しかし、中国が掲げる国家資本主義的な体制では、投資や人の移動の「自由化」を伴う高度な経済連携(EPA)を締結するのは困難です。一方で、日本は民主主義・自由貿易の旗手として、中国とは異なる信頼性の高いパートナーシップを提供できます。
欧米と南米の交渉が難航し、中国との関係にも停滞が見られる今、この「空白地帯」に日本が踏み込むことは、外交的にも経済的にも非常に理にかなった動きと言えます。
2. 「したたかな」高市外交の狙い
今回の交渉開始には、単なる貿易拡大以上の大きな戦略的意図があります。
サプライチェーンの強靭化: 脱炭素社会に不可欠なリチウムやニオブといった重要鉱物、そして原油の調達先を多角化し、中国依存からの脱却を図ります。
輸出競争力の強化: 現地でトヨタやホンダなど多くの日本企業が拠点を構える自動車産業において、関税障壁を下げることで、日本製品の競争力を一段と高めます。

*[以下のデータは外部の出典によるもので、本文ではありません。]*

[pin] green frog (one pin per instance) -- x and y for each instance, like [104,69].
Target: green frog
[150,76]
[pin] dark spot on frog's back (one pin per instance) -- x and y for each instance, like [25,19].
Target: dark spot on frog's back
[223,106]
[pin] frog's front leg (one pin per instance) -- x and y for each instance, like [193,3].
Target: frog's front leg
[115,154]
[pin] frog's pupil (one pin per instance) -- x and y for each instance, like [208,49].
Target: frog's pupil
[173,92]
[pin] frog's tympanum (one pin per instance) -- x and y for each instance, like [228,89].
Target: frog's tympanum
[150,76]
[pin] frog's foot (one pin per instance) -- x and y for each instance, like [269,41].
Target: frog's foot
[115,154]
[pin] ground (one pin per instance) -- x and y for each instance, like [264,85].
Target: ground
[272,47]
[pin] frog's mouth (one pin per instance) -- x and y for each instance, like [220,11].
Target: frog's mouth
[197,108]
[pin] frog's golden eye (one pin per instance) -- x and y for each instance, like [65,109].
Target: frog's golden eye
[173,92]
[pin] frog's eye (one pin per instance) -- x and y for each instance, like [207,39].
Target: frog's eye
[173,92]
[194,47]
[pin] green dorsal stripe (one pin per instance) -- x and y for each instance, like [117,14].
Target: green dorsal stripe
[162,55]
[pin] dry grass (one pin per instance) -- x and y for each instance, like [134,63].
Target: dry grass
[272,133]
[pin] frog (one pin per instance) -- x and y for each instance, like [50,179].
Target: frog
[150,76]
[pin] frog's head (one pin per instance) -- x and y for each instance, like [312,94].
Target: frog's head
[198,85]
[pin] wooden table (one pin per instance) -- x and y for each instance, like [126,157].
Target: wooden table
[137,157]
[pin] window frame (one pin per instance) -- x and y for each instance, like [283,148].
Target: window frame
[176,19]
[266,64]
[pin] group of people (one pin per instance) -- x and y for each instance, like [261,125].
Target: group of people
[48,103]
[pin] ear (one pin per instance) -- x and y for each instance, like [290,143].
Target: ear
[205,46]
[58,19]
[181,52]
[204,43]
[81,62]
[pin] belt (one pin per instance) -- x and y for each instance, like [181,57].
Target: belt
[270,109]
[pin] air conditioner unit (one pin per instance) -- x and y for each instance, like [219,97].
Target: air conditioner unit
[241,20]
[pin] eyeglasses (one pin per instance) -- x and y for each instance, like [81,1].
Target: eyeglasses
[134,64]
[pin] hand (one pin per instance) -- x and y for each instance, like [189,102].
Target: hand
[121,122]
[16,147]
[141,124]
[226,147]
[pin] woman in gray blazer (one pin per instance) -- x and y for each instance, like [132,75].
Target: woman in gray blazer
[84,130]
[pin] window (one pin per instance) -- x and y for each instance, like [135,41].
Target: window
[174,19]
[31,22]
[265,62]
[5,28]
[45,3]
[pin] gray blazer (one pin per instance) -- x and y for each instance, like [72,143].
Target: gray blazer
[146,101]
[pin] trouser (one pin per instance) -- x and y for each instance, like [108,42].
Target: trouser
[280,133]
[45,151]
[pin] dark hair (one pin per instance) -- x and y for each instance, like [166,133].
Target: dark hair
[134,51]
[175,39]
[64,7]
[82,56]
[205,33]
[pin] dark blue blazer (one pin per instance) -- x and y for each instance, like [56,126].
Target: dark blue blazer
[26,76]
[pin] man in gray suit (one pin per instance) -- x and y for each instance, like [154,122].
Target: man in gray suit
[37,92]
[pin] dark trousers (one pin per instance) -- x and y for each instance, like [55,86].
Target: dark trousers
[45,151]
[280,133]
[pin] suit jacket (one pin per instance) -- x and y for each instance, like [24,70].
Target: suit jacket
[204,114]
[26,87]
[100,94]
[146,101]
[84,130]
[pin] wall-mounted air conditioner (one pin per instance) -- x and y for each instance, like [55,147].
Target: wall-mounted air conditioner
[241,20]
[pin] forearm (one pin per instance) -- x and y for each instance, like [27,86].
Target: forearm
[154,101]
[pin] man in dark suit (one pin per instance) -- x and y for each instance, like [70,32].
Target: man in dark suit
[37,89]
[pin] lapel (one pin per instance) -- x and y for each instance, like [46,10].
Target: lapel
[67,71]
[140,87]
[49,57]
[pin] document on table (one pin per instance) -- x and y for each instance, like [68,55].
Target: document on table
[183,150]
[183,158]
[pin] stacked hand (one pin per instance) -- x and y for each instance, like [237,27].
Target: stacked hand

「西側の旗手」としての地位確立: 自由で透明な貿易圏を拡大し、中国の影響力が強まる南米で日本のプレゼンスを確立することは、経済安全保障上の大きな勝利となります。
3. 国内産業への配慮と「攻め」の姿勢
もちろん、懸念がないわけではありません。メルコスルには「畜産の巨人」とも呼ばれる牛肉・鶏肉の輸出大国が加盟しており、国内の畜産農家からは市場開放による影響を不安視する声も上がっています。
政府には、国内の生産基盤を守りつつ、交渉を通じて国益を最大化するバランスが求められます。しかし、農林水産物の守りを固めつつ、自動車部品などの強みを世界に売る――。この「守りと攻め」を使い分けることこそが、今回の交渉の醍醐味です。
結び:未来へつながる布石
EPAは、単にモノの関税を下げるだけのFTAとは異なり、知的財産の保護や投資促進を含む包括的な枠組みです。中国が手を出せない「自由で透明な経済圏」を、日本が主導して構築する。この動きは、中国の台頭に不安を感じる南米諸国にとっても、非常に魅力的な選択肢となるはずです。
今回のメルコスルとの交渉開始は、日本がグローバルな経済安全保障の最前線で、しっかりと主導権を握り始めている証拠です。高市政権が切り開くこの新しい市場は、日本の未来にどのような豊かさをもたらすのか。数年かかる見通しの交渉ですが、その行く末を冷静に見守っていきましょう。
【今日のポイント】
中国への対抗策: 自由貿易圏の旗手として、中国に先んじて南米での存在感を高める。
経済安保の強化: 重要鉱物やエネルギー資源の調達先を多角化し、供給網を強靭にする。
したたかな交渉: 国内農業への影響を配慮しつつ、自動車産業などの強みを活かした「攻め」の外交。